# Why you should not streetrace



## MelindaV (Apr 2, 2016)

especially against a Tesla 




besides the obvious danger involved to everyone around, it will make you look silly


----------



## SoFlaModel3 (Apr 15, 2017)

MelindaV said:


> especially against a Tesla
> 
> 
> 
> ...


This brought a gigantic smile to my face!


----------



## Daliman (Apr 20, 2016)

Thanks Melinda! You gave me a hearty laugh in the midst of a tough week.


----------



## Gabzqc (Oct 15, 2016)

Wow! Thank you so much for sharing!
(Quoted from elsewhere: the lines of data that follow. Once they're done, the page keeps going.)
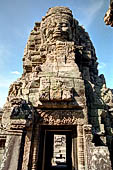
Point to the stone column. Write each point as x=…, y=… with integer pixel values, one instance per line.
x=12, y=151
x=35, y=149
x=80, y=147
x=27, y=150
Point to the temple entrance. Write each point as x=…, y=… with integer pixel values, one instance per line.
x=58, y=151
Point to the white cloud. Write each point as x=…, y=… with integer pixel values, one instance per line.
x=101, y=65
x=90, y=12
x=4, y=54
x=15, y=72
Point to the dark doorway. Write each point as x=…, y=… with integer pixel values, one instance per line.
x=58, y=148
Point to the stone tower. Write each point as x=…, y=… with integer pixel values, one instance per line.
x=58, y=115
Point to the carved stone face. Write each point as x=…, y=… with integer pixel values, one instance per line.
x=58, y=28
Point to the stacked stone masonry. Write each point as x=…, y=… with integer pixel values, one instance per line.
x=59, y=90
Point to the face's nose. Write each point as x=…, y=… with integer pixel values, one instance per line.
x=58, y=27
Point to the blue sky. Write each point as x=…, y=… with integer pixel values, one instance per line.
x=17, y=18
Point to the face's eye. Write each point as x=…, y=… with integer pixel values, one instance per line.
x=64, y=24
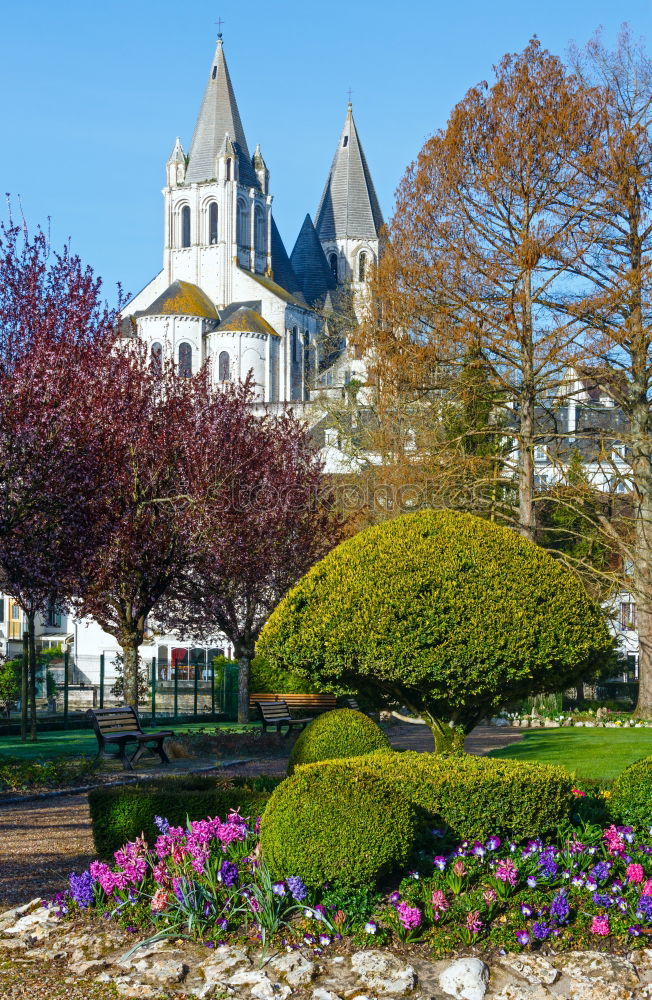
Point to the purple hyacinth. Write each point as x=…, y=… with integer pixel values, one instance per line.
x=540, y=930
x=559, y=908
x=228, y=874
x=601, y=871
x=81, y=889
x=297, y=888
x=162, y=825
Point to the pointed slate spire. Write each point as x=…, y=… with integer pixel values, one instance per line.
x=310, y=265
x=349, y=205
x=218, y=116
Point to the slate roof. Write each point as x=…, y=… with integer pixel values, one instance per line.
x=349, y=206
x=310, y=265
x=181, y=298
x=247, y=320
x=218, y=117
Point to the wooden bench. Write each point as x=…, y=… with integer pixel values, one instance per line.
x=276, y=714
x=119, y=727
x=315, y=703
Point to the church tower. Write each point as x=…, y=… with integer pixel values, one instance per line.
x=217, y=201
x=349, y=220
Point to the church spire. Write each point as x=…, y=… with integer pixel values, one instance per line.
x=349, y=206
x=218, y=116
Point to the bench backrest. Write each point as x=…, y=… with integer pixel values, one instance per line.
x=108, y=721
x=272, y=711
x=301, y=702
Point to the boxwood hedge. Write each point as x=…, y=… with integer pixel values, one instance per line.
x=341, y=733
x=122, y=813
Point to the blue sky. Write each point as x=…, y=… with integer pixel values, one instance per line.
x=93, y=96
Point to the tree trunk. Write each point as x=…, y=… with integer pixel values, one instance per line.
x=130, y=662
x=31, y=622
x=244, y=661
x=24, y=688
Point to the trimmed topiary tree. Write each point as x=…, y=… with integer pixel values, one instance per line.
x=341, y=733
x=631, y=794
x=332, y=822
x=443, y=612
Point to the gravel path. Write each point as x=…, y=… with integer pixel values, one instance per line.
x=42, y=841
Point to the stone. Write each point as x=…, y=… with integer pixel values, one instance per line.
x=536, y=969
x=383, y=972
x=294, y=968
x=465, y=979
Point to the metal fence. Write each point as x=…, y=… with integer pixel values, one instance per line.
x=180, y=691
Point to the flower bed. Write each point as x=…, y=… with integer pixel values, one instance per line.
x=591, y=886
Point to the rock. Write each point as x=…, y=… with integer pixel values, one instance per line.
x=466, y=979
x=536, y=969
x=383, y=972
x=260, y=985
x=294, y=968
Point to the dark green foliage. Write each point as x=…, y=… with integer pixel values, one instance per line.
x=341, y=733
x=631, y=794
x=442, y=610
x=266, y=677
x=337, y=821
x=120, y=814
x=479, y=796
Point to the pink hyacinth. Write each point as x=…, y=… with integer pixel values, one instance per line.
x=439, y=903
x=410, y=916
x=506, y=871
x=635, y=874
x=600, y=925
x=614, y=841
x=159, y=901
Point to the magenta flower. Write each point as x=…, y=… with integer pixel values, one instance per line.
x=410, y=916
x=600, y=925
x=506, y=871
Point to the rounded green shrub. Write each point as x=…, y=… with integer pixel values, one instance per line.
x=341, y=733
x=337, y=821
x=480, y=796
x=444, y=611
x=631, y=794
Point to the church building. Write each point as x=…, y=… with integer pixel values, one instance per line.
x=228, y=291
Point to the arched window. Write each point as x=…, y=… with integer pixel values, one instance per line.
x=259, y=229
x=185, y=226
x=224, y=366
x=212, y=222
x=156, y=358
x=243, y=224
x=185, y=361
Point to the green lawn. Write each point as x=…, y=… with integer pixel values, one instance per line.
x=74, y=742
x=588, y=753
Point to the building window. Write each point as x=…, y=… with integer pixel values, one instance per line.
x=243, y=224
x=185, y=226
x=628, y=615
x=212, y=222
x=156, y=358
x=185, y=361
x=224, y=367
x=259, y=229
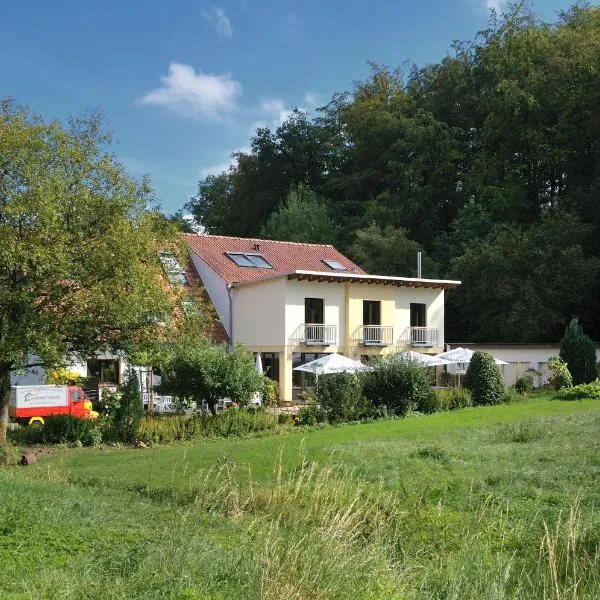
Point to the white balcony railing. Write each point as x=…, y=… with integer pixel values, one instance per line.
x=428, y=337
x=376, y=335
x=318, y=334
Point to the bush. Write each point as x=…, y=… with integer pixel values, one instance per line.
x=485, y=380
x=310, y=415
x=453, y=398
x=579, y=352
x=581, y=392
x=126, y=415
x=270, y=393
x=341, y=398
x=560, y=376
x=285, y=419
x=230, y=423
x=399, y=383
x=523, y=385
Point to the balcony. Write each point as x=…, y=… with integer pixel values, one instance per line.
x=376, y=335
x=422, y=337
x=317, y=334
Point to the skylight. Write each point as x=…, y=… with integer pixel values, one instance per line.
x=335, y=265
x=173, y=270
x=256, y=261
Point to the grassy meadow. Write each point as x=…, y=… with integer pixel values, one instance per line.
x=496, y=502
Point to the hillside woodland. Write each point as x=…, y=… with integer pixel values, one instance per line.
x=488, y=162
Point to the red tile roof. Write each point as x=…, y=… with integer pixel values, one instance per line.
x=286, y=257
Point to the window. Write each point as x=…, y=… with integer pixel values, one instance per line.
x=371, y=312
x=249, y=260
x=313, y=311
x=335, y=265
x=173, y=270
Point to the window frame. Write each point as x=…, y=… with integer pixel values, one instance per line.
x=248, y=256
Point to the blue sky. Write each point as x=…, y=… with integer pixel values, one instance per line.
x=184, y=83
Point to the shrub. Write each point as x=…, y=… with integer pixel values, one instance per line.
x=484, y=379
x=63, y=377
x=64, y=429
x=285, y=419
x=399, y=383
x=581, y=392
x=453, y=398
x=523, y=385
x=201, y=372
x=270, y=393
x=341, y=398
x=230, y=423
x=560, y=376
x=579, y=352
x=127, y=414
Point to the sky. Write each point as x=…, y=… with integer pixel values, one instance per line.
x=185, y=83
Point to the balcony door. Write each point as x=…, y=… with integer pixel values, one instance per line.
x=314, y=319
x=372, y=322
x=371, y=312
x=313, y=311
x=418, y=320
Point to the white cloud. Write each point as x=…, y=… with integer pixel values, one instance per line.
x=220, y=20
x=190, y=94
x=311, y=99
x=496, y=5
x=275, y=110
x=225, y=165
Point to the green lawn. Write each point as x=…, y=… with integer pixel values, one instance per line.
x=497, y=502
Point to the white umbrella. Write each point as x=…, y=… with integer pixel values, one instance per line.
x=427, y=360
x=462, y=355
x=257, y=399
x=332, y=363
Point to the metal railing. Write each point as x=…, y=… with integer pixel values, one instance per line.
x=318, y=334
x=427, y=337
x=376, y=335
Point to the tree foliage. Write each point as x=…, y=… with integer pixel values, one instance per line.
x=199, y=371
x=79, y=268
x=399, y=383
x=488, y=162
x=579, y=352
x=303, y=217
x=484, y=379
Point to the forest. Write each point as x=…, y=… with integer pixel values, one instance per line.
x=488, y=162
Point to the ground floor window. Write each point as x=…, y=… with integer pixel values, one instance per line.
x=300, y=379
x=104, y=371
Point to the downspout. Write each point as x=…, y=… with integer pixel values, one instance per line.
x=229, y=290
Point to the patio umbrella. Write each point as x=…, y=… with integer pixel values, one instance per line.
x=332, y=363
x=427, y=360
x=257, y=398
x=462, y=355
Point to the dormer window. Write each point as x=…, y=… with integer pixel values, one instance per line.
x=251, y=260
x=335, y=265
x=173, y=270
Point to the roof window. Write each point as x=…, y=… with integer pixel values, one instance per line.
x=335, y=265
x=173, y=270
x=256, y=261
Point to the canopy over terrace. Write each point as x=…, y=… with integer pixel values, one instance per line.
x=332, y=363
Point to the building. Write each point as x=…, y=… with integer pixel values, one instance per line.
x=293, y=302
x=523, y=359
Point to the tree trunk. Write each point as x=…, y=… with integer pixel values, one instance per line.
x=4, y=400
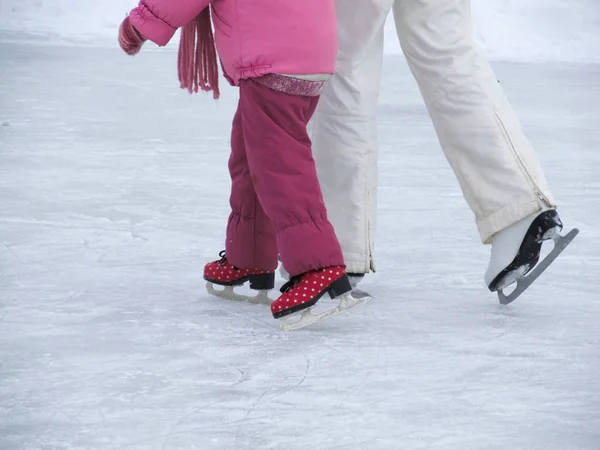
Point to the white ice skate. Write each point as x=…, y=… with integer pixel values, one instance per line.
x=516, y=251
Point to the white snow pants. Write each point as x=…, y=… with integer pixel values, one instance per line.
x=496, y=166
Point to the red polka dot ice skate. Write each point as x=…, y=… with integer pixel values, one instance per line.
x=302, y=292
x=223, y=273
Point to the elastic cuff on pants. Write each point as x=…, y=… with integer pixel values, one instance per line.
x=505, y=217
x=356, y=263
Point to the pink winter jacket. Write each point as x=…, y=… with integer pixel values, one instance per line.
x=253, y=37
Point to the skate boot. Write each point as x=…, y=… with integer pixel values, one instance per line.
x=516, y=251
x=354, y=279
x=223, y=273
x=302, y=292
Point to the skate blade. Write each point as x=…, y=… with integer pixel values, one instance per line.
x=560, y=243
x=348, y=301
x=227, y=293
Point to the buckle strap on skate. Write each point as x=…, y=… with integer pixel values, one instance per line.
x=223, y=260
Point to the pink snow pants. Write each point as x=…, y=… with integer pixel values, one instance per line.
x=276, y=202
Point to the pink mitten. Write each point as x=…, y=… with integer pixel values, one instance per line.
x=130, y=39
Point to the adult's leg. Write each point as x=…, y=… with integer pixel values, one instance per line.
x=344, y=131
x=496, y=166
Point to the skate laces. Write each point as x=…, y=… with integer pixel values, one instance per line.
x=224, y=261
x=294, y=281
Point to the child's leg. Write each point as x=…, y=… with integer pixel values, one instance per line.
x=251, y=241
x=283, y=172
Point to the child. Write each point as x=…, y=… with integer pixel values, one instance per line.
x=279, y=53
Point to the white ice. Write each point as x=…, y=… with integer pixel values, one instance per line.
x=114, y=193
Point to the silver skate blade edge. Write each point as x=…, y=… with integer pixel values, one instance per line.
x=307, y=318
x=227, y=293
x=560, y=243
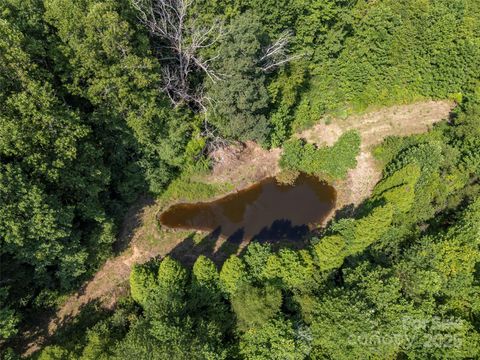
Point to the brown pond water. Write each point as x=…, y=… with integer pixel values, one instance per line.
x=264, y=211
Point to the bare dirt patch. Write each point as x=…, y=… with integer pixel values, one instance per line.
x=242, y=165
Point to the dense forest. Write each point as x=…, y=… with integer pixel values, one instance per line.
x=102, y=101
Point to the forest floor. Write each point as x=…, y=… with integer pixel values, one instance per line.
x=142, y=238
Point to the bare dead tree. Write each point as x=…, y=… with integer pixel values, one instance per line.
x=277, y=53
x=178, y=41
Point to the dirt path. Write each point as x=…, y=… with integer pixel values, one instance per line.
x=374, y=127
x=241, y=167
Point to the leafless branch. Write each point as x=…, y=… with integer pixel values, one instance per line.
x=178, y=41
x=277, y=53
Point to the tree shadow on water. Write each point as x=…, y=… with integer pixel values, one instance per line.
x=282, y=233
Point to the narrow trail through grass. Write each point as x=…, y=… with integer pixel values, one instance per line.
x=143, y=238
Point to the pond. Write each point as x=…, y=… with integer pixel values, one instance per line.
x=265, y=211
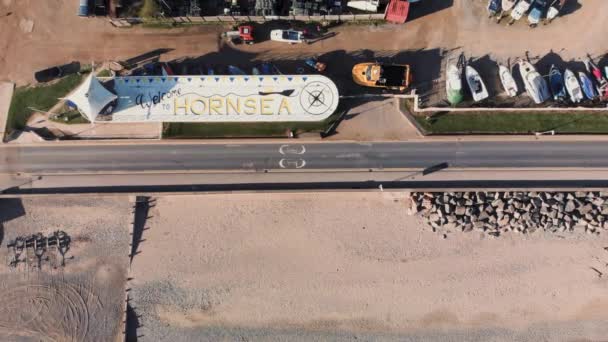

AWD, every time!


----------



## Watts4me (Nov 25, 2016)

Yeah,when I saw the Tesla make that turn I was like,"will the porche spin out of control?". Lol


----------



## samson (Mar 8, 2017)

I wish the " version's of Model 3 that go much faster - EM" be able to make a porsche or BMW M3. spin their tails off just like big brother......


----------



## ReD eXiLe (Jun 18, 2017)

This is why I refer to those cars as_ 'spinmobiles' _-- it's true!


----------



## JBsC6 (Oct 17, 2016)

With today's active handling I believe the video was a setup for views...

You have to work very hard to spin out like that in any car...

Very few people are stupid enough to turn off all the nannies unless they want to induce oversteer and spin...

Every car....


----------



## Dan Detweiler (Apr 8, 2016)

The fidget spinners of the ultra rich!

Dan


----------



## F91 (May 26, 2017)

Porsches since the 550's are notorious for oversteer. It's inherent in their rear engine design. As for electronic nannies, mine can be turned off with a button and often is.


----------